TL;DR: Because of the bullshit asymmetry principle. Maybe the conclusions below are sound, have a read and try to wade through ;-)
Let us address the underlying assumptions and implications in the argument that the provenance of a report, specifically whether it was written with the assistance of AI, should not matter as long as the conclusions are sound.
This position, while intuitively appealing in its focus on the end result, overlooks several important dimensions of communication, trust, and epistemic responsibility. The process by which information is generated is not merely a trivial detail, it is a critical component of how that information is evaluated, contextualized, and ultimately trusted by its audience. The notion that it feels wrong is not simply a matter of subjective discomfort, but often reflects deeper concerns about transparency, accountability, and the potential for subtle biases or errors introduced by automated systems.
In academic, journalistic, and technical contexts, the methodology is often as important as the findings themselves. If a report is generated or heavily assisted by AI, it may inherit certain limitations, such as a lack of domain-specific nuance, the potential for hallucinated facts, or the unintentional propagation of biases present in the training data. Disclosing the use of AI is not about stigmatizing the tool, but about providing the audience with the necessary context to critically assess the reliability and limitations of the information presented. This is especially pertinent in environments where accuracy and trust are paramount, and where the audience may need to know whether to apply additional scrutiny or verification.
Transparency about the use of AI is a matter of intellectual honesty and respect for the audience.
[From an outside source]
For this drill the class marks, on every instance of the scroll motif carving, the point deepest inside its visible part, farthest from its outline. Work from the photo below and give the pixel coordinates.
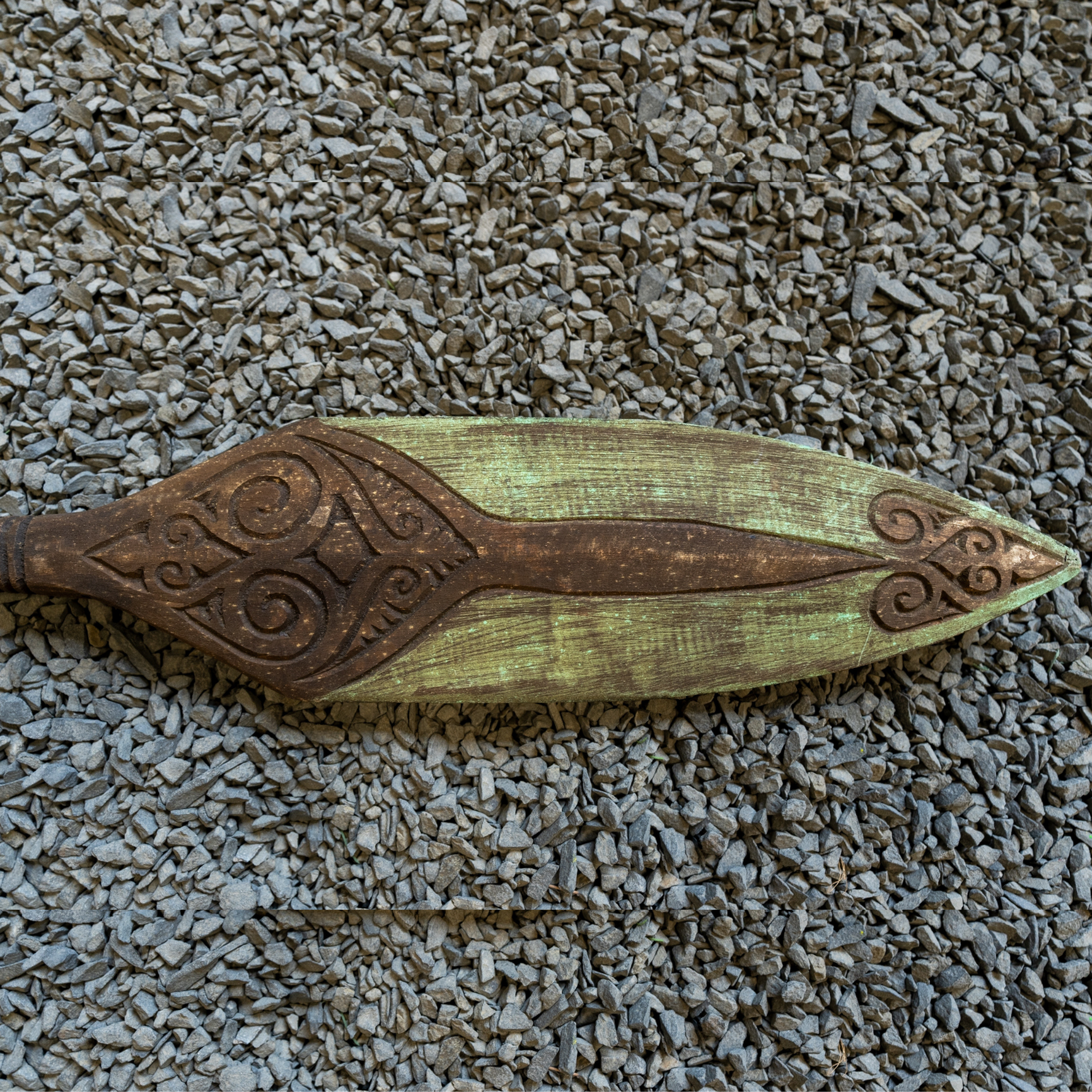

When readers are aware of the tools and processes behind a piece of writing, they are better equipped to interpret its strengths and weaknesses. Concealing or omitting this information, even unintentionally, can erode trust if it is later discovered, leading to skepticism not just about the specific report, but about the integrity of the author or institution as a whole.
This is not a hypothetical concern, there are numerous documented cases (eg in legal filings https://www.damiencharlotin.com/hallucinations/) where lack of disclosure about AI involvement has led to public backlash or diminished credibility. Thus, the call for transparency is not a pedantic demand, but a practical safeguard for maintaining trust in an era where the boundaries between human and machine-generated content are increasingly blurred.